Sensitivity of Immunodiagnostic Tests in Localized Versus Disseminated Tuberculosis—A Systematic Review of Individual Patient Data
Round 1
Reviewer 1 Report
Comments and Suggestions for Authors
This study presents interesting and highly relevant insights for clinical practice, with results that could significantly impact both scientific knowledge and clinical application. However, a correction in methodology is necessary.
The main objective of this study is to investigate the sensitivity and specificity of immunodiagnostic tests for confirming active tuberculosis in three clinical situations: tuberculous lymphadenitis, tuberculous meningitis, and pulmonary miliary tuberculosis. Additionally, the study will differentiate between children and adults, as their diagnostic approaches in clinical practice may vary.
To effectively address these objectives, it is essential to include only confirmed cases of active tuberculosis, defined as follows: (1) positive culture for Mycobacterium tuberculosis, (2) detection of acid-fast bacilli along with a positive polymerase chain reaction (PCR) for M. tuberculosis, or (3) histopathological findings characterized by epithelioid cell granulomas along with positive PCR for M. tuberculosis.
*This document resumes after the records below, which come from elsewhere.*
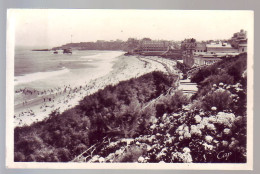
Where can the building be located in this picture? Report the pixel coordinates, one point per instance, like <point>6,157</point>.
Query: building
<point>239,41</point>
<point>207,58</point>
<point>188,47</point>
<point>220,47</point>
<point>154,45</point>
<point>199,54</point>
<point>200,47</point>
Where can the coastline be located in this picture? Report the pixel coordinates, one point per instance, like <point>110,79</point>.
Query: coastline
<point>124,68</point>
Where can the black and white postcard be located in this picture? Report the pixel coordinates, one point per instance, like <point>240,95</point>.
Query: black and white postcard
<point>129,89</point>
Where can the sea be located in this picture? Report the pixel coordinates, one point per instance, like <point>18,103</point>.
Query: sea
<point>43,69</point>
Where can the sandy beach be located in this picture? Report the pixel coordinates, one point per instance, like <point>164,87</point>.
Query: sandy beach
<point>37,105</point>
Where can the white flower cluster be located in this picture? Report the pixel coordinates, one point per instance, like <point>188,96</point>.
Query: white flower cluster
<point>226,119</point>
<point>182,157</point>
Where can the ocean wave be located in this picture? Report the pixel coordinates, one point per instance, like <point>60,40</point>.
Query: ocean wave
<point>38,76</point>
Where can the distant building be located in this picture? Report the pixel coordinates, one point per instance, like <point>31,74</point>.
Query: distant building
<point>220,47</point>
<point>188,47</point>
<point>239,41</point>
<point>152,45</point>
<point>198,54</point>
<point>200,47</point>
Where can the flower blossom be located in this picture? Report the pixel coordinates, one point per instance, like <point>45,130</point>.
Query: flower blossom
<point>197,119</point>
<point>209,138</point>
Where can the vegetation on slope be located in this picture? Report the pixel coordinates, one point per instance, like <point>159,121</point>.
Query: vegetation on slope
<point>114,111</point>
<point>211,128</point>
<point>144,123</point>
By examining these specific cases, the study aims to clarify the value of immunodiagnostic tests in diagnosing active tuberculosis. Furthermore, analyzing the data separately for adults and children will enhance the applicability of this information in clinical practice. Ultimately, this is the primary goal of any scientific research.
Author Response
Reviewer 1:
Comment 1: This study presents interesting and highly relevant insights for clinical practice, with results that could significantly impact both scientific knowledge and clinical application. However, a correction in methodology is necessary.The main objective of this study is to investigate the sensitivity and specificity of immunodiagnostic tests for confirming active tuberculosis in three clinical situations: tuberculous lymphadenitis, tuberculous meningitis, and pulmonary miliary tuberculosis. Additionally, the study will differentiate between children and adults, as their diagnostic approaches in clinical practice may vary.To effectively address these objectives, it is essential to include only confirmed cases of active tuberculosis, defined as follows: (1) positive culture for Mycobacterium tuberculosis, (2) detection of acid-fast bacilli along with a positive polymerase chain reaction (PCR) for M. tuberculosis, or (3) histopathological findings characterized by epithelioid cell granulomas along with positive PCR for M. tuberculosis.
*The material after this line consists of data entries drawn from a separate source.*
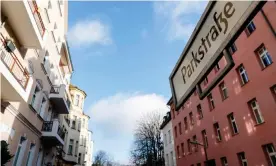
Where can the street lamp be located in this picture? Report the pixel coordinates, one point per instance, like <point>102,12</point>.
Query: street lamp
<point>197,143</point>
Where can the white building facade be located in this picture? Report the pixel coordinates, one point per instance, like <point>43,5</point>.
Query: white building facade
<point>36,70</point>
<point>167,134</point>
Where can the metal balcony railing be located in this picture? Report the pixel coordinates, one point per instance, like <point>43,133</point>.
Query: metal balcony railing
<point>37,17</point>
<point>15,67</point>
<point>48,127</point>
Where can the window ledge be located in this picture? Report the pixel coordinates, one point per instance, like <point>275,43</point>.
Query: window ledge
<point>259,123</point>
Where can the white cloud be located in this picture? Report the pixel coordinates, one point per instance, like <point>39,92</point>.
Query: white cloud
<point>89,32</point>
<point>119,113</point>
<point>177,17</point>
Our reply to comment 1: The reviewer suggested to include only microbiologically (culture or PCR confirmed) confirmed cases of active tuberculosis:To include only microbiologically confirmed cases of tuberculosis does not conform with internationallly agreed case definitions of active tuberculosis. A significant proportion of cases internationally accepted as active tuberculosis are not microbiologically confirmed particularly in children. Only including microbiologically confirmed cases would undermine the validity of our study and make it useless for clinical practice and scientific research, which depends on reproducibility of the research by adherence to internationally accepted case definitions. It also would render our important finding of a likely influence of bacterial load on IGRA positivity impossible to detect.We have therefore not changed our methodology.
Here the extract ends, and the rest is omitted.